Pisać czy zmywać?

Przez Katarzyna , 21/06/2012 [17:55]

Nie tak dawno portale internetowe obiegła wiadomość:
Polacy nie wierzą tradycyjnym mediom, ale ufają Internetowi. Fakt ten skomentował w swojej notce Gadający Grzyb Internet a mediodajnie Audycja 329 (niedzielna) .

Zgadzam się z nim. To jeszcze nie powód do radości, bo Internet ma różne oblicza, a treści wiodących portali, np. Onetu nie różnią się od propagandowej sieczki podawanej w TVN czy TOK FM. Samodzielnemu myśleniu Polaków też nie można ufać. Podzielam również opinię, że jest to duże wyzwanie dla mediów drugiego obiegu i polityków opozycyjnych w stosunku do obecnie nam miłościwie panujących.

Mam jednak pewien problem, którego nijak nie potrafię rozsupłać.
Dotyczy on odbioru informacji dziennikarskich i blogerskich przez czytelników portali prawicowych.

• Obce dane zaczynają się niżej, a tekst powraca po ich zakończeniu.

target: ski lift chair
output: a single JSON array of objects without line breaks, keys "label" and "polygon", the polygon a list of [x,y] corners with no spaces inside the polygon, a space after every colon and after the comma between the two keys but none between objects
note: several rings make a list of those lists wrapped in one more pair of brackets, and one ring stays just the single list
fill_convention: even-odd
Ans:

Kim naprawdę są ci czytelnicy? A przynajmniej niektórzy z nich.
Niejednokrotnie słyszałam i czytałam opinie ludzi, znających się na rzeczy, o podziale Polaków, nie tylko w rzeczywistości ale i w wirtualnej przestrzeni, do tego stopnia, że czytamy tylko tych, którzy mają podobne poglądy, a treścią naszych notek blogowych, artykułów, felietonów, komentarzy, rysunków, filmów i audycji, przekonujemy już przekonanych. Żyjemy w równoległych matrixach i dbamy za po mocą tzw. „bana”, by się nie przenikały.

Nie da się ukryć, że odrobina refleksji i gotowi jesteśmy przyznać rację tym diagnozom. Znam to z doświadczenia. Z trudem wytrzymuję na stronie gazety.pl, do przeglądu notek racjonalisty, artykułów „Nie” żadna siła mnie nie zmusi, szerokim łukiem omijam postkomunistyczne czasopisma. Zapewne mojego blogu nie czyta też Azraelk czy Rudecka i nawzajem. Stosuję metodę - nie muszę skakać z mostu, by przekonać się, że mogę złamać kręgosłup - i dla higieny trzymam się z daleka od czerwonych adresów internetowych.

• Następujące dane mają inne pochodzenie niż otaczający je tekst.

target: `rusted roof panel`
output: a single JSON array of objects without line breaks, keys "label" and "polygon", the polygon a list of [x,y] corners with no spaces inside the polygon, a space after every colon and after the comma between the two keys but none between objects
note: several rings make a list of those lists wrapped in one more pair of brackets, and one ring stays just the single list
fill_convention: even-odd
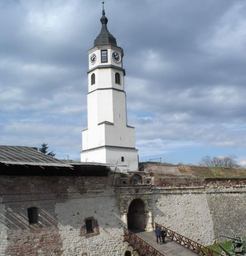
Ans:
[{"label": "rusted roof panel", "polygon": [[73,167],[29,147],[0,146],[0,162],[6,164]]}]

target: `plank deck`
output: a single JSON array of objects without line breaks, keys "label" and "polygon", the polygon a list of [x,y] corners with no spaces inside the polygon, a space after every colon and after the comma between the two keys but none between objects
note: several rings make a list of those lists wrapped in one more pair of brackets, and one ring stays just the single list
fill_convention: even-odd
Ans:
[{"label": "plank deck", "polygon": [[[135,232],[134,232],[135,233]],[[157,244],[156,236],[153,231],[135,233],[136,235],[149,244],[155,248],[165,256],[195,256],[195,252],[180,244],[170,238],[166,237],[165,244]]]}]

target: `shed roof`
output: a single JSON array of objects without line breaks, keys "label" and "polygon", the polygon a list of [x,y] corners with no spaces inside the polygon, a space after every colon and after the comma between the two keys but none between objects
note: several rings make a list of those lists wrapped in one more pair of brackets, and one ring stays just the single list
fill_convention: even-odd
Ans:
[{"label": "shed roof", "polygon": [[73,166],[30,147],[0,146],[0,163],[6,164],[70,167]]}]

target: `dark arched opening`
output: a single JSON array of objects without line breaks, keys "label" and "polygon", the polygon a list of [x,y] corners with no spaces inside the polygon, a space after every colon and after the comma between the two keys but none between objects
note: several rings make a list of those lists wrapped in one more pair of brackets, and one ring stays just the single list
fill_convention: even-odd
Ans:
[{"label": "dark arched opening", "polygon": [[144,231],[146,228],[144,203],[141,199],[134,199],[130,204],[127,213],[128,229]]},{"label": "dark arched opening", "polygon": [[95,74],[93,73],[91,76],[91,84],[94,84],[95,83]]},{"label": "dark arched opening", "polygon": [[141,175],[138,174],[134,174],[133,175],[131,178],[131,184],[143,184],[143,181]]},{"label": "dark arched opening", "polygon": [[115,73],[115,83],[120,84],[120,76],[119,73]]}]

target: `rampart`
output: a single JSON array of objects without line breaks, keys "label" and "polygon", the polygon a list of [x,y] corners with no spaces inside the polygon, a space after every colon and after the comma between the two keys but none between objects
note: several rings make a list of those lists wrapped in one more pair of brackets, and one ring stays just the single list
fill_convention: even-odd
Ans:
[{"label": "rampart", "polygon": [[[157,222],[205,245],[245,234],[245,170],[155,166],[114,177],[0,176],[0,255],[123,255],[132,251],[122,228],[135,199],[144,202],[148,230]],[[37,224],[28,222],[32,207]]]}]

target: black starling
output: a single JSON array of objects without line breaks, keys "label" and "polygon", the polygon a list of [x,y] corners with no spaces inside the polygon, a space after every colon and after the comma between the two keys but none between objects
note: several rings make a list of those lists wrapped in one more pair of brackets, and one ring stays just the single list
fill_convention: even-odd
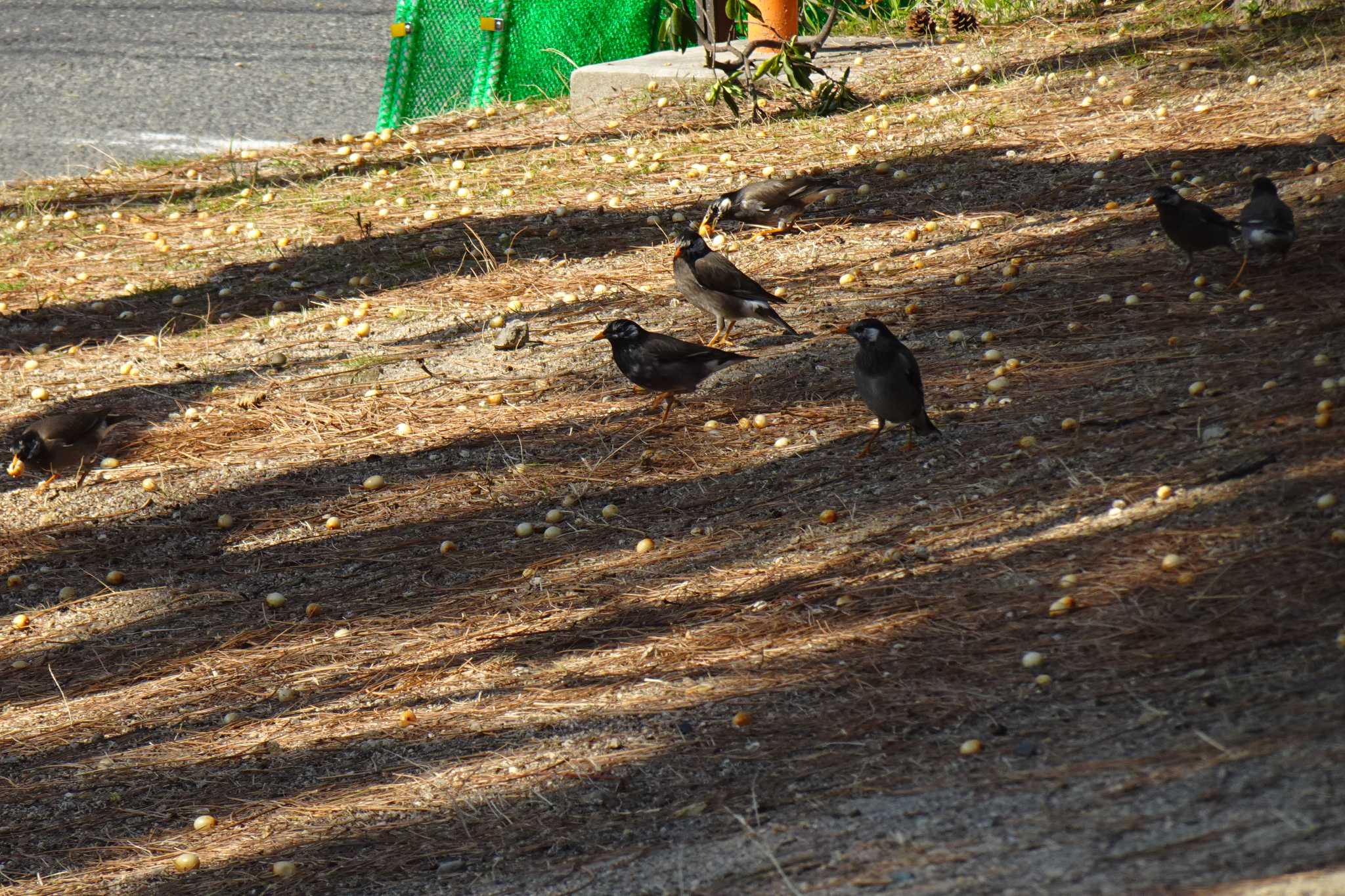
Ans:
[{"label": "black starling", "polygon": [[761,224],[771,228],[767,234],[779,234],[792,227],[810,204],[842,189],[849,187],[823,177],[755,180],[710,203],[701,219],[701,234],[713,234],[720,220]]},{"label": "black starling", "polygon": [[771,308],[772,302],[783,305],[783,300],[761,289],[760,283],[706,246],[690,228],[678,234],[677,251],[672,254],[672,279],[689,302],[714,314],[714,336],[707,345],[714,345],[721,339],[724,345],[729,345],[733,322],[749,317],[769,321],[790,336],[799,334]]},{"label": "black starling", "polygon": [[600,339],[612,344],[612,360],[628,380],[659,394],[654,407],[667,402],[663,420],[672,412],[675,395],[694,392],[701,380],[729,364],[752,360],[751,355],[721,352],[663,333],[651,333],[624,318],[612,321],[593,336],[594,341]]},{"label": "black starling", "polygon": [[878,418],[878,429],[863,443],[859,457],[873,449],[889,420],[909,426],[905,445],[908,451],[915,447],[916,433],[937,435],[939,429],[925,414],[920,365],[911,349],[874,317],[865,317],[850,326],[842,325],[835,332],[849,333],[859,343],[859,351],[854,356],[854,382],[859,387],[859,398]]},{"label": "black starling", "polygon": [[1158,220],[1163,226],[1167,239],[1176,243],[1177,249],[1186,253],[1186,267],[1190,270],[1194,263],[1194,253],[1206,249],[1228,246],[1233,251],[1233,235],[1237,224],[1228,220],[1217,211],[1190,199],[1182,199],[1171,187],[1159,187],[1153,195],[1154,208],[1158,210]]},{"label": "black starling", "polygon": [[1283,261],[1294,244],[1294,212],[1279,197],[1275,181],[1258,177],[1252,181],[1252,197],[1243,206],[1239,219],[1243,226],[1244,254],[1251,250],[1275,253]]},{"label": "black starling", "polygon": [[38,486],[47,488],[63,470],[79,469],[75,488],[83,482],[89,462],[97,455],[98,445],[108,431],[128,419],[121,414],[89,411],[85,414],[56,414],[31,423],[13,443],[9,476],[22,476],[24,465],[38,467],[51,476]]}]

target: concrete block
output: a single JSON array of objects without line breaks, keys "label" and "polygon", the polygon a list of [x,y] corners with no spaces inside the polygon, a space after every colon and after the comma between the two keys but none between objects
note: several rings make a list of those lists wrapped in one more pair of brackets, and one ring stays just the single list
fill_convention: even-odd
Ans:
[{"label": "concrete block", "polygon": [[[742,46],[745,42],[734,42]],[[913,44],[911,40],[888,38],[837,36],[827,40],[818,54],[816,62],[833,78],[839,78],[854,58],[874,50]],[[736,60],[729,51],[718,54],[724,62]],[[851,77],[855,73],[851,71]],[[592,66],[581,66],[570,73],[570,109],[580,110],[601,106],[616,99],[623,93],[644,90],[651,81],[659,83],[697,83],[706,86],[714,82],[717,73],[705,67],[705,51],[691,47],[686,52],[660,50],[633,59],[616,59]]]}]

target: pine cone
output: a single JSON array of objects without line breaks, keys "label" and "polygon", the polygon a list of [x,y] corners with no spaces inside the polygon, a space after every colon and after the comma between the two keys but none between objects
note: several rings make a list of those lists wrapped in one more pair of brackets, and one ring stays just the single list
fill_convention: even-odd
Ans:
[{"label": "pine cone", "polygon": [[925,7],[916,7],[907,16],[907,34],[912,38],[932,38],[933,30],[933,16]]},{"label": "pine cone", "polygon": [[954,7],[952,12],[948,13],[948,26],[954,32],[962,34],[964,31],[975,31],[981,27],[981,23],[976,21],[975,13],[970,9]]}]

Są jednak sytuacje, że trzeba zacisnąć zęby i mimo oskomy przemóc się, wziąć udział w akacji, która dotyczy wszystkich, bez względu na poglądy i przynależność czy sympatie partyjne.
Tak było w przypadku sławetnej akcji protestu przeciwko ACTA, dokumentu narzucającego cenzurę internetową. Nie ulega wątpliwości, że zorganizowali ją internauci z lewej strony. Internauci wiedzą, kim są Anonymous. Tajemnicza anonimowa grupa hakerów, strasząca blokadami stron rządowych sprzeciwia się nie tylko cenzurze, ale również katolickiej etyce, jak czytamy w internetowych informacjach.
O szczegóły i niuanse nikt jednak nie pytał. Media szeroko informowały o wielotysięcznych manifestacjach w miastach nie tylko polskich, pod którymi ugiął się Parlament Europejski i polski rząd.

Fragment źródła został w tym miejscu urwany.